21 -- Put a space before the parenthesis that begins a function call,
22 macro call, function declaration or definition, or control
23 statement (if, while, switch, for). (DO NOT do this for macro
24 definitions; this is invalid preprocessor syntax.)
25 -- The brace that begins a control statement (if, while, for, switch,
26 do) or a function definition should go on a line by itself.
27 -- In function definitions, put the return type and all other
28 qualifiers on a line before the function name. Thus, the function
29 name is always at the beginning of a line.
30 -- Indentation level is two spaces. (However, the first and following
31 statements of a while/for/if/etc. block are indented four spaces
32 from the while/for/if keyword. The opening and closing braces are
33 indented two spaces.)
34 -- Variable and function names should be all lowercase, with underscores
35 separating words, except for a prefixing tag, which may be in
36 uppercase. Do not use the mixed-case convention (e.g.
37 SetVariableToValue ()) and *especially* do not use Microsoft
38 Hungarian notation (char **rgszRedundantTag).

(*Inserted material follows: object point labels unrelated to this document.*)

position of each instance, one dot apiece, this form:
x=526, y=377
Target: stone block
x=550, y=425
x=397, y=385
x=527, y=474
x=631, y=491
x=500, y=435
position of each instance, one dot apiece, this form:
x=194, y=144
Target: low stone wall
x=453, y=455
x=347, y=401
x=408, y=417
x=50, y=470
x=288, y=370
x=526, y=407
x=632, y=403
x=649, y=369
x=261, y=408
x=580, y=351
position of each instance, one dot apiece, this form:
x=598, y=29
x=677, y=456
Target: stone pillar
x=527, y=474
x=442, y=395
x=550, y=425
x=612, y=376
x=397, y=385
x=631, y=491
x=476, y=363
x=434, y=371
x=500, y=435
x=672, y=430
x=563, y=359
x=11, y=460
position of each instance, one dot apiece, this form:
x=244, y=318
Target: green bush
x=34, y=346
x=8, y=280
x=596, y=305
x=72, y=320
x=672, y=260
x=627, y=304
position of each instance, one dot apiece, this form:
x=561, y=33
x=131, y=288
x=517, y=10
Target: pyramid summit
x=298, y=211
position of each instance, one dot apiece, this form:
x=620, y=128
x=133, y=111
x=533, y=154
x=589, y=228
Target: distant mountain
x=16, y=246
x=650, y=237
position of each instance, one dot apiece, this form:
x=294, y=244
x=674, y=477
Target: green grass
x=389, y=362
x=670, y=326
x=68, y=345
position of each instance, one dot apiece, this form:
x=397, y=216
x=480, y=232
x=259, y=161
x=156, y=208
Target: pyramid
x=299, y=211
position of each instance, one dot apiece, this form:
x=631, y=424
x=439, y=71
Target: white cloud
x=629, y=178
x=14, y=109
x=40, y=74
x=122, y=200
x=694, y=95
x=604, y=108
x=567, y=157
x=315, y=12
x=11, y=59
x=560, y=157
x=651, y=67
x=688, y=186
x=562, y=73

39 -- preprocessor and enum constants should be all uppercase, and should
40 be prefixed with a tag that groups related constants together.
41
42
43 Now, the XEmacs coding standards:
44
45 **** Specially-prefixed functions/variables:
46
47 -- All global C variables whose value is constant and is a symbol begin
48 with a capital Q, e.g. Qkey_press_event. (The type will always be
49 Lisp_Object.)
50 -- All other global C variables whose value is a Lisp_Object (this
51 includes variables that forward into Lisp variables plus others like
52 Vselected_console) begin with a capital V.
53 -- No C variables whose value is other than a Lisp_Object should begin
54 with a capital V. (This includes C variables that forward into
55 integer or boolean Lisp variables.)
56 -- All global C variables whose value is a struct Lisp_Subr begin with a
57 capital S. (This only occurs in connection with DEFUN ()).
58 -- All C functions that are Lisp primitives begin with a capital F,
59 and no others should begin this way.
60
61 **** Functions for manipulating Lisp types:
62
63 -- Any function that creates an empty or mostly empty Lisp object
64 should begin allocate_(). (*Not* make_().) (Except, of course,
65 for Lisp primitives, which usually begin Fmake_()).
66 -- Any function that converts a pointer into an equivalent Lisp_Object
67 should begin make_().
68 -- Any function that converts a Lisp_Object into its equivalent pointer
69 and checks the type and validity of the object (e.g. making sure
70 it's not dead) should begin decode_().
71 -- Any function that looks up a Lisp object (e.g. buffer, face) given
72 a symbol or string should begin get_(). (Except, of course, for
73 Lisp primitives, which usually begin Fget_()).
74
75 **** Other:
76
77 -- Any header-file declarations of the sort
78
79 struct foobar;
80
81 go into the "types" section of lisp.h.